Tuesday, November 28, 2006

 

Predicting Endpoint Of Earthquake Ruptures

Reno (USA), 27 November: A study of 22 historical strike-slip earthquakes has revealed new insights into how an earthquake propagates along a fault and where the end point of a future earthquake rupture is likely to occur. The study, compiled by Steven Wesnousky, is published in this week’s Nature.

Earthquake faults are made up of lots of differently sized segments or ‘steps’, so that when an earthquake occurs, the rupture trace is often discontinuous. The length of an earthquake rupture along the fault will therefore depend on how much stress builds up at the junctions between these fault segments.

Wesnousky studied maps of historical strike-slip earthquakes such as the 1992 Landers quake in California and the 1999 Izmit quake in Turkey. The rupture lengths of these earthquakes ranged from 10 to 420 km.
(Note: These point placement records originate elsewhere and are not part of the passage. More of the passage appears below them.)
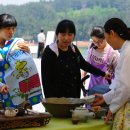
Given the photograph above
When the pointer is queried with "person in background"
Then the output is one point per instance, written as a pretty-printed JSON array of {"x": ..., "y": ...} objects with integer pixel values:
[
  {"x": 18, "y": 74},
  {"x": 101, "y": 55},
  {"x": 61, "y": 63},
  {"x": 41, "y": 43},
  {"x": 117, "y": 34}
]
He found that two-thirds of the endpoints of strike-slip earthquake ruptures are associated with these fault steps or with the ends of active fault traces. There appears to be a critical distance of fault step- 3 to 4 km- above which earthquake ruptures do not propagate, and below which rupture propagation ceases only 40% of the time. This limiting dimension observed also seems to be largely independent of the total length of the fault.

The results from this study may be of practical importance in assessing seismic hazards along a fault and how far any future earthquake is likely to propagate along it.